Lael Robertson is a staff attorney at Housing Justice Center. Ms. Robertson focuses her work on enforcing fair housing laws on behalf of low income and on advocating for fair housing policy throughout the region.

Lisa’s story of losing and finding home

“Even in the most desolate areas of American cities, evictions used to be rare. They used to draw crowds. Eviction riots erupted during the Depression, even though the number of poor families who faced eviction each year was a fraction of what it is today…

…These days, there are sheriff squads whose full-time job is to carry out eviction and foreclosure orders…Low-income families have grown used to the rumble of moving trucks, the early-morning knocks at the door, the belongings lining the curb.

… Fewer and fewer families can afford a roof over their head. This is among the most urgent and pressing issues facing America today, and acknowledging the breadth and depth of the problem changes the way we look at poverty.”

– “Evicted: Poverty and Profit in the American City”

Matthew Desmond’s “Evicted” follows the lives of eight families in Milwaukee as they experience eviction. These eight families, unfortunately, are just a few of the thousands of individuals and children removed from their homes each year. And evictions don’t just occur in the cities with the highest rate of poverty. Individuals and families are being forced out of their homes right in our own community.

Join us over the next two months as we invite residents, community leaders and policymakers to discuss Matthew Desmond’s research and explore housing affordability in the Twin Cities.

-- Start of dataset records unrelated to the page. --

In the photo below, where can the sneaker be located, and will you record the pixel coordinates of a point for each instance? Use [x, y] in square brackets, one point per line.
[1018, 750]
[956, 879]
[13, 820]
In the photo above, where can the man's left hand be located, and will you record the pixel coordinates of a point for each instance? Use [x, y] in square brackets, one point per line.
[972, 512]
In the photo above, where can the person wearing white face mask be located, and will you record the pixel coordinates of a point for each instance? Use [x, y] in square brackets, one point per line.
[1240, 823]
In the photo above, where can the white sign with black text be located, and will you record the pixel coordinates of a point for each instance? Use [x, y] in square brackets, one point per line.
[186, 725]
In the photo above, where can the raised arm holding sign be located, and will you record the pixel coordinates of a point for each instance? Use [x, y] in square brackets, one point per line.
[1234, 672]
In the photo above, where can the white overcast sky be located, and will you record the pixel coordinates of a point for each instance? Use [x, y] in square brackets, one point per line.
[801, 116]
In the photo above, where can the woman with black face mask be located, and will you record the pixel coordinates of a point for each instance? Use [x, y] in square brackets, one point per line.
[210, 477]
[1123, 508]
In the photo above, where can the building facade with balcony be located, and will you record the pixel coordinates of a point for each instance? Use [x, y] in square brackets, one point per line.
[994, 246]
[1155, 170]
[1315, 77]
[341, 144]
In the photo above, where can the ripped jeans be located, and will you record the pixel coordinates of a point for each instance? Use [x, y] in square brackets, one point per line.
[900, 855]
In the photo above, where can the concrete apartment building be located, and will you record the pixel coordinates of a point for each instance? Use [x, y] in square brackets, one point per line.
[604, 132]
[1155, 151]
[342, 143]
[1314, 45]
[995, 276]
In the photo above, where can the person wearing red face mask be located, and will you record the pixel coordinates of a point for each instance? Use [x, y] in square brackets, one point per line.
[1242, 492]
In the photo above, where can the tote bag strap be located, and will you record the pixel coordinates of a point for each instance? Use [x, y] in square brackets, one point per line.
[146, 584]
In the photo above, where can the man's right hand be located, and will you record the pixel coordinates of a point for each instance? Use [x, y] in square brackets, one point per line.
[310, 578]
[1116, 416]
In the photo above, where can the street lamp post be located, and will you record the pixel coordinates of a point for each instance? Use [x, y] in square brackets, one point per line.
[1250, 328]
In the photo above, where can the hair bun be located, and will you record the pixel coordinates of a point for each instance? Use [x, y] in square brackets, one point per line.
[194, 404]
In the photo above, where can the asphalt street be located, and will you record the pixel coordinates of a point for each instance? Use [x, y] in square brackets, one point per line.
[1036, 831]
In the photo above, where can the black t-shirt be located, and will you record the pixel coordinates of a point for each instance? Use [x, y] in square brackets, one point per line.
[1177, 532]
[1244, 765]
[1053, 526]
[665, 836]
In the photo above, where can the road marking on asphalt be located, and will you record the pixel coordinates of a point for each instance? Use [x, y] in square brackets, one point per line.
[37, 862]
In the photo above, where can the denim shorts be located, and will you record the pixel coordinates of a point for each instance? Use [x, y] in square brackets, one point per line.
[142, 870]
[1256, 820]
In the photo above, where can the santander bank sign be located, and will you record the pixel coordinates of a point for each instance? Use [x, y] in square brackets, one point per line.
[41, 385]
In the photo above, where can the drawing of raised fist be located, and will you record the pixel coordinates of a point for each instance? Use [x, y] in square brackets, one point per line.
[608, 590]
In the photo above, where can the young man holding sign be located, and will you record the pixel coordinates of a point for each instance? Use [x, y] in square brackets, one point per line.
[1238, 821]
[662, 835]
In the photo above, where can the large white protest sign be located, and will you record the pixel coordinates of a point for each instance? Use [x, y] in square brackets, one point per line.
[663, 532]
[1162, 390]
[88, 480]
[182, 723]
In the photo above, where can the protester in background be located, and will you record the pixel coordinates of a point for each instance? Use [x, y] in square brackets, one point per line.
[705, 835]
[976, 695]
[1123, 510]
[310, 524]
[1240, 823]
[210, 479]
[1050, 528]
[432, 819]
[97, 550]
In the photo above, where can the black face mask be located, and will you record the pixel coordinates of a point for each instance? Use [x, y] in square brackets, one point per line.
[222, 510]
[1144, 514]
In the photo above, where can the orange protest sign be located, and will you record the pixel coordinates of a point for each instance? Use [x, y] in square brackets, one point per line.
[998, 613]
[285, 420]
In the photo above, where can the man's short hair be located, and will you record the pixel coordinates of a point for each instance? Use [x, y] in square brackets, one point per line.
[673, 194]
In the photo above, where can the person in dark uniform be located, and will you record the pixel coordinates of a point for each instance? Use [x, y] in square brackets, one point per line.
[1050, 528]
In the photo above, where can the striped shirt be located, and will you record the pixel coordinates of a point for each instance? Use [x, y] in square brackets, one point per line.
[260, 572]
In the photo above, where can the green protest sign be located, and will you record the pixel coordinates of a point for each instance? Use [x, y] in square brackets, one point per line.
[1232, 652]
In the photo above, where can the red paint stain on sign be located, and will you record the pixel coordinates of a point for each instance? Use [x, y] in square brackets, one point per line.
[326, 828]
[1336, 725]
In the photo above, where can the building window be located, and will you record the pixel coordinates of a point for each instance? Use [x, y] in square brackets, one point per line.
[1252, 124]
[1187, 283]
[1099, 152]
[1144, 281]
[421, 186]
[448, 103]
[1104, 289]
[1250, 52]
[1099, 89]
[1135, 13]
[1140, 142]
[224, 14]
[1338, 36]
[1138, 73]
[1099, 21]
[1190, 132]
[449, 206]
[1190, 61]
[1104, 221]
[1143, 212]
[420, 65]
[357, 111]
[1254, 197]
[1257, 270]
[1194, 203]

First we’d like to share with you Lisa’s story of losing and finding home.


At 33 years old, I was a single mother of two children. I was raised in an upper middle class, hardworking family, so working a full-time job to provide for my family was important to me. I had a job at a large health insurance company, but it wasn’t enough to afford nice housing for my children. Fortunately, I was able to get a Section 8 voucher that allowed my family to move into a beautiful two-bedroom home. Life was super busy while I was juggling work and shuffling my kids off to various activities, but it was also really good.

My life took a turn just a year later, after experiencing complications from a surgery.

I was in and out of the hospital, I lost my job and pretty soon my mental health started deteriorating. While I was fighting for my health, simple things like keeping up my home became unmanageable, and I started to fail the annual Section 8 inspections.

After being evicted from my home and getting kicked off of the Section 8 program, I struggled for years to find stable housing. My kids moved in with my parents and I hopped from place to place. For a while I rented a condo until it was foreclosed. I then moved into my friend’s basement, which was infested with mice and quickly became unbearable.

It wasn’t until my social worker told me about Aeon that I was able to find some stability. A lot of landlords wouldn’t give me a chance based on my very short history of being a “less-than-ideal” tenant, but Aeon accepted my rental history and allowed me to move into one of their affordable homes. I was ecstatic.

Having a home was crucial for me to pick up the pieces of my life, but so many others don’t get that chance. It’s time we rethink the system, and how we can do better to help people find stability.